His family told reporters that he did not intend to lodge an appeal and would "embrace" the opportunity to "pay back to society".
The NPA, however, has indicated that it has an "appetite" to appeal. "We have always stated first and foremost that we were disappointed with the conviction," NPA spokesman Nathi Mncube told reporters. "But we do find solace in the fact the accused will serve some time in prison."
Both sides have the opportunity to appeal within 14 days. Mncube said the NPA would use this time to consider whether the facts and the law allowed them to appeal, and suggested that the state would appeal the verdict, but not the sentence.
"It is not a straightforward matter because there is law we have to consider, to ensure that if we do take the matter to appeal, we are able to support the decision. But hopefully we will able to do so," he said.
Some South African lawyers questioned whether Judge Thokozile Masipa had erred in clearing Pistorius of murder last month.

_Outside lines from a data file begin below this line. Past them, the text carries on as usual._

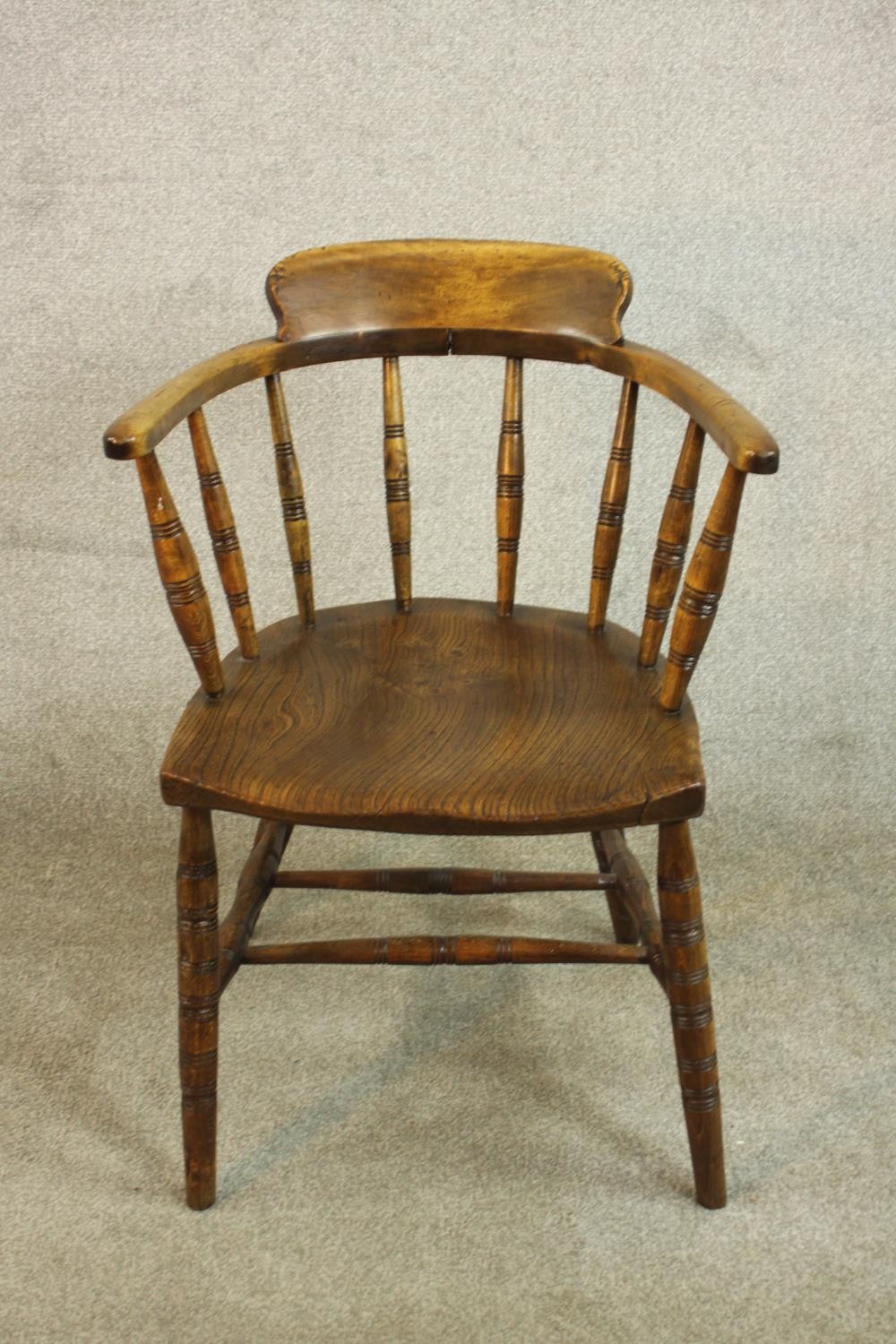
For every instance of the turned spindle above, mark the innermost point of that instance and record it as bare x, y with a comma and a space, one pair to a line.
613, 507
702, 591
509, 489
180, 577
222, 531
398, 486
292, 496
672, 546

In explaining why she could only convict him on culpable homicide, Masipa acknowledged that a "reasonable" person with Pistorius's disabilities would have foreseen that shooting into the door may have killed the person inside. However, she said South African law warns against automatically assuming that because a perpetrator "should have" foreseen the consequences of his actions that he actually did.
She said that the prosecution had failed to prove beyond reasonable doubt that Pistorius foresaw the fatal consequences of his actions when he shot at the door, meaning she could not convict him on a murder charge.
Oscar Pistorius: is five years in prison justice for Reeva?
After an emotional seven-month trial, Oscar Pistorius was calm and composed today as Judge Thokozile Masipa sentenced him to five years in prison – but outside the courtroom, reactions were more extreme.
The defence team said it expects the athlete to serve only ten months behind bars and the remainder under house arrest, while the prosecution believe he will have to serve at least 20 months.
The prospect of Pistorius leaving jail within a year provoked outrage on Twitter, with the hashtag #Nojustice trending worldwide.
Sky News reporter Robert Nisbet said the overwhelming reaction on the streets of Pretoria was also negative. "He took the soul of another person. How can that be right?" one man said outside the court.
But Reeva Steenkamp's mother June says justice has been served. She told reporters "it doesn't matter" that Pistorius could be out of prison in ten months. "He's going to pay something," she said.
Pistorius's family also said they were satisfied with the sentence and added that the athlete will "embrace this opportunity to pay back to society".
Professor Stephen Tuson, of Wits School of Law, told News24 it would be "inadvisable" for Pistorius to appeal against the sentence as he "got off lightly" for culpable homicide.
Masipa sentenced the athlete to a maximum imprisonment of five years for killing Reeva and a concurrent three-year prison sentence, suspended for five years, for discharging a firearm in a Johannesburg restaurant in January 2013.
In The Independent, Chris Maume says Masipa "might have shown mercy, but she has delivered perfect justice". A non-custodial sentence would have "sent the wrong message" that if you are famous enough, you can get away with manslaughter, while a longer hail sentence "would have felt like grandstanding", says Maume.
But in The Guardian, Simon Jenkins thinks Pistorius should not be going to jail at all. Masipa's argument was "meticulously reasoned", says Jenkins, but "beyond the cause of consistency, imprisoning Pistorius can serve no purpose".
He describes imprisonment as "brutalism" and says no one will be more or less deterred by the length of his sentence.
"Finding why he behaved as he did, and working to prevent others doing likewise, would be the most useful outcome of his crime. That is unlikely to happen in a prison."